Machine Learning Inference Performance

AIMark 3

AIMark makes use of various vendor SDKs to implement the benchmarks. This means that the end-results really aren’t a proper apples-to-apples comparison, however it represents an approach that actually will be used by some vendors in their in-house applications or even some rare third-party app.

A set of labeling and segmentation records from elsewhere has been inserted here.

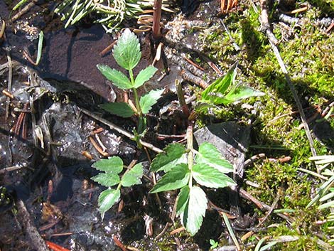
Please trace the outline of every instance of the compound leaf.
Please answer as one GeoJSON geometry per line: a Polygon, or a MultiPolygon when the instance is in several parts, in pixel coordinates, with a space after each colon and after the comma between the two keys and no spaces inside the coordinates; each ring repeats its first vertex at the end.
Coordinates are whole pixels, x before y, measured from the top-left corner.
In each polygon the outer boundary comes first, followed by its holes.
{"type": "Polygon", "coordinates": [[[134,114],[132,108],[129,104],[124,102],[103,104],[100,107],[107,112],[122,117],[130,117],[134,114]]]}
{"type": "Polygon", "coordinates": [[[259,97],[263,95],[264,95],[264,92],[256,90],[255,89],[248,86],[237,85],[222,98],[220,104],[229,105],[235,101],[244,100],[250,97],[259,97]]]}
{"type": "Polygon", "coordinates": [[[233,85],[237,75],[237,65],[235,63],[225,75],[219,78],[202,92],[202,101],[210,101],[214,105],[221,104],[221,97],[217,96],[217,94],[224,95],[229,86],[233,85]]]}
{"type": "Polygon", "coordinates": [[[163,149],[163,152],[158,154],[151,164],[151,171],[158,171],[163,170],[167,172],[179,163],[187,161],[185,148],[181,144],[168,144],[163,149]]]}
{"type": "Polygon", "coordinates": [[[91,179],[104,186],[112,186],[119,183],[119,176],[115,173],[100,173],[91,179]]]}
{"type": "Polygon", "coordinates": [[[100,159],[92,165],[95,169],[109,173],[119,173],[123,170],[123,161],[119,156],[100,159]]]}
{"type": "Polygon", "coordinates": [[[210,143],[203,143],[198,149],[195,161],[198,164],[205,164],[212,166],[222,173],[233,171],[233,166],[225,159],[217,148],[210,143]]]}
{"type": "Polygon", "coordinates": [[[152,106],[158,102],[164,90],[164,89],[152,90],[146,95],[141,96],[140,98],[140,107],[141,112],[144,114],[148,113],[151,108],[152,108],[152,106]]]}
{"type": "Polygon", "coordinates": [[[150,191],[150,193],[158,193],[181,188],[188,184],[190,175],[188,165],[179,164],[162,176],[150,191]]]}
{"type": "Polygon", "coordinates": [[[189,201],[189,192],[190,188],[188,186],[183,186],[178,196],[176,203],[176,215],[178,216],[183,213],[189,201]]]}
{"type": "Polygon", "coordinates": [[[126,70],[134,68],[141,58],[139,40],[129,28],[125,29],[114,46],[116,62],[126,70]]]}
{"type": "Polygon", "coordinates": [[[152,65],[149,65],[146,68],[141,70],[139,73],[138,73],[134,80],[134,87],[140,87],[145,82],[149,80],[157,70],[158,69],[152,65]]]}
{"type": "Polygon", "coordinates": [[[107,189],[102,191],[99,196],[98,204],[101,218],[104,218],[104,213],[109,210],[121,197],[119,189],[107,189]]]}
{"type": "Polygon", "coordinates": [[[108,65],[102,64],[97,65],[97,67],[101,73],[102,73],[108,80],[112,81],[117,87],[123,90],[133,87],[129,78],[124,73],[121,73],[119,70],[112,69],[108,65]]]}
{"type": "Polygon", "coordinates": [[[190,189],[189,200],[183,213],[180,214],[182,225],[191,235],[198,232],[205,215],[208,200],[205,193],[198,186],[190,189]]]}
{"type": "Polygon", "coordinates": [[[121,180],[121,184],[126,187],[141,184],[141,178],[142,176],[143,165],[141,163],[139,163],[132,167],[130,171],[123,175],[121,180]]]}
{"type": "Polygon", "coordinates": [[[218,188],[237,185],[226,174],[205,164],[197,164],[193,167],[193,177],[200,185],[208,188],[218,188]]]}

鲁大师 / Master Lu - AIMark 3 - InceptionV3 鲁大师 / Master Lu - AIMark 3 - ResNet34 鲁大师 / Master Lu - AIMark 3 - MobileNet-SSD 鲁大师 / Master Lu - AIMark 3 - DeepLabV3

In AIMark 3, the benchmark uses each vendor’s proprietary SDK in order to accelerate the NN workloads most optimally. For Qualcomm’s devices, this means that seemingly the benchmark is also able to take advantage of the new Tensor cores. Here, the performance improvements of the new Snapdragon 865 chip is outstanding, posting in 2-3x performance compared to its predecessor.

AIBenchmark 3

AIBenchmark takes a different approach to benchmarking. Here the test uses the hardware agnostic NNAPI in order to accelerate inferencing, meaning it doesn’t use any proprietary aspects of a given hardware except for the drivers that actually enable the abstraction between software and hardware. This approach is more apples-to-apples, but also means that we can’t do cross-platform comparisons, like testing iPhones.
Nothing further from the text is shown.